C’è una cosa che la mia cara amica Mary mi ha sempre contestato. Ed è che quando la gente mi chiede: “Cosa fai di bello nella vita?” io rispondo fiera: “la mantenuta!” La verità è questa e c’è poco da aggiungere: mio marito lavora, io sto a casa.
“Ma dai, dì almeno che fai la mamma…” mi redarguisce ogni volta. La mamma. Sì, magari fino a qualche anno fa era una mansione sostenibile. Ma ora che: i figli vanno tutti a scuola, al sabato mattina la più piccola prepara la colazione, e il maschietto mi aggiusta il tostapane ogni volta che fa le bizze… Francamente, mi risulta difficile dire che “faccio la mamma” come occupazione principale. Ovviamente c’è un’alternativa di posizionamento, e si chiama casalinga. Ma ammetto che pronunciare il termine, ogni volta mi produce sulla lingua quel sapore di minestrone-retrò che non riesco mai a digerir del tutto.

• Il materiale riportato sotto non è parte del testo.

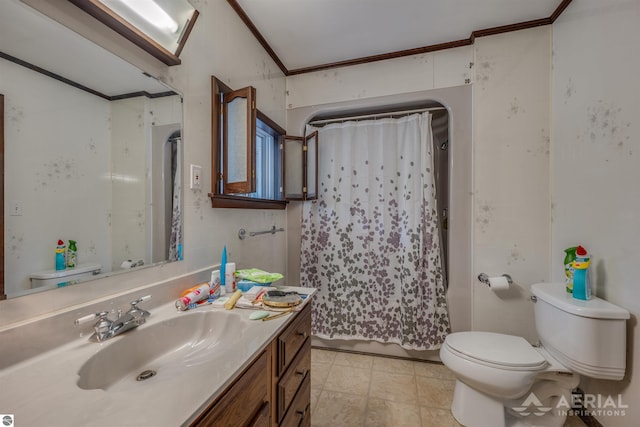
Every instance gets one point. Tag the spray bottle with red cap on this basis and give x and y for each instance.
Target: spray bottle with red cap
(581, 280)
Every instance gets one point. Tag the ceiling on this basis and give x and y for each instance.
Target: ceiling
(38, 40)
(305, 35)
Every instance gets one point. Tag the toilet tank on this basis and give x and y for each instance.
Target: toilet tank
(588, 337)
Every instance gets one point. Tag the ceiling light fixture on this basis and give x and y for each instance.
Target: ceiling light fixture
(160, 27)
(151, 12)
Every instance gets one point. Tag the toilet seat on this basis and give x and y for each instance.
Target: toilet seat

Tuttavia, oggi Mary dice di avere ottime notizie che hanno il gusto di un saporito riscatto: secondo una ricerca americana, le donne che si occupano della casa fanno dieci lavori in uno, per un totale di 94 ore alla settimana, e un valore complessivo di quasi 7mila euro al mese! Il salario “mancato” è ottenuto moltiplicando le ore dedicate dalle casalinghe a ciascuna attività domestica, con le tariffe medie delle corrispondenti professioni: addetta alle pulizie, cuoca, autista, psicologa e così via.
Nello sbandierare un valore che raddoppia di gran lunga lo stipendio del marito, la Mary è più che ormai spavalda. E si aspetta, ça va sans dire, che in un attimo lo diventi anche io.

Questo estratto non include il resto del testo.